Third Normal Form (3NF): 3NF builds on 2NF by requiring that all non-key attributes are independent of each other.

Denormalization

Denormalization is a database optimization technique in which we add redundant data to one or more tables. This can help us avoid costly joins in a relational database. Note that denormalization does not mean ‘reversing normalization’ or ‘not to normalize’. It is an optimization technique that is applied after normalization.

SQL

SQL was originally named SEQUEL, for Structured English QUEry Language. SQL is a declarative language, which means that the user specifies what they want, and not how to compute it: it is up to the underlying system to figure out how to best execute the query.

View and Table

The view is a result of an SQL query and it is a virtual table, whereas a Table is formed up of rows and columns that store the information of any object and be used to retrieve that data whenever required.

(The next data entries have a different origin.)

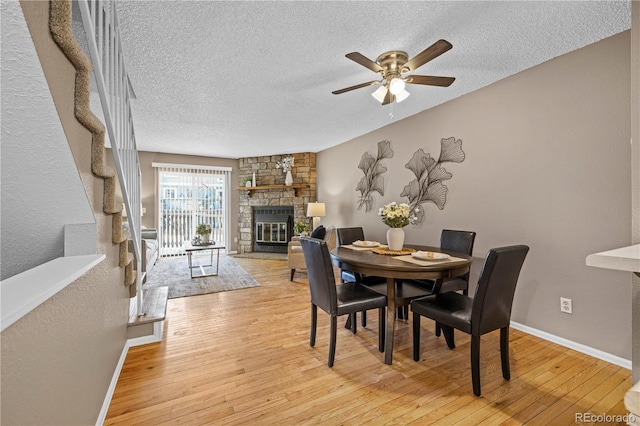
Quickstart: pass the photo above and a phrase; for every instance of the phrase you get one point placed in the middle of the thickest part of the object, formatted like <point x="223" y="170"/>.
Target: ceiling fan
<point x="393" y="67"/>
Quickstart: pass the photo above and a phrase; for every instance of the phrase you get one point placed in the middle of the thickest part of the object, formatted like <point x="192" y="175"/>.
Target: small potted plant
<point x="301" y="228"/>
<point x="204" y="230"/>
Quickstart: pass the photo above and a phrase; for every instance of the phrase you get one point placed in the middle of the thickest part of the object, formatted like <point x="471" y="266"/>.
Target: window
<point x="189" y="196"/>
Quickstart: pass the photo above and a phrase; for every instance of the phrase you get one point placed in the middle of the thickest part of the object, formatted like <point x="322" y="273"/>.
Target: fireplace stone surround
<point x="267" y="175"/>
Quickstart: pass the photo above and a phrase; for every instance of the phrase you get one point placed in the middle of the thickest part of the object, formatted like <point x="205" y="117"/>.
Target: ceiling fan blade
<point x="365" y="62"/>
<point x="429" y="80"/>
<point x="359" y="86"/>
<point x="388" y="98"/>
<point x="431" y="52"/>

A view contains no data of its own but it is like a ‘window’ through which data from tables can be viewed or changed. The view is stored as a SELECT statement in the data dictionary. Creating a view fulfills the requirement without storing a separate copy of the data because a view does not store any data of its own and always takes the data from a base table. as the data is taken from the base table, accurate and up-to-date information is required.

SQL:1999 added the with clause to define “statement scoped views”. They are not stored in the database schema: instead, they are only valid in the query they belong to. This makes it possible to improve the structure of a statement without polluting the global namespace.With is not a stand alone command like create view is: it must be followed by select.

Natural Join and Inner Join

Natural Join joins two tables based on the same attribute name and datatypes. The resulting table will contain all the attributes of both the table but keep only one copy of each common column while Inner Join joins two tables on the basis of the column which is explicitly specified in the ON clause. The resulting table will contain all the attributes from both tables including the common column also.

data storage

Stack: Storage, Encoding, Syntax, Data models, Validation, Processing, Indexing, Data stores,Querying, User interfaces.

database and data lake

two main paradigms for storing and retrieving data:database and data lake. Data can be imported into the database (this is called ETL, for Extract-Transform-Load. ETL is often used as a verb).The data is internally stored as a proprietary format that is optimized to make queries faster. This includes in particular building indices on the data.
On the other hand, data can also just be stored on some file system.This paradigm is called the data lake paradigm and gained a lot of popularity in the past two decades. It is slower, however users can start querying their data without the effort of ETLing.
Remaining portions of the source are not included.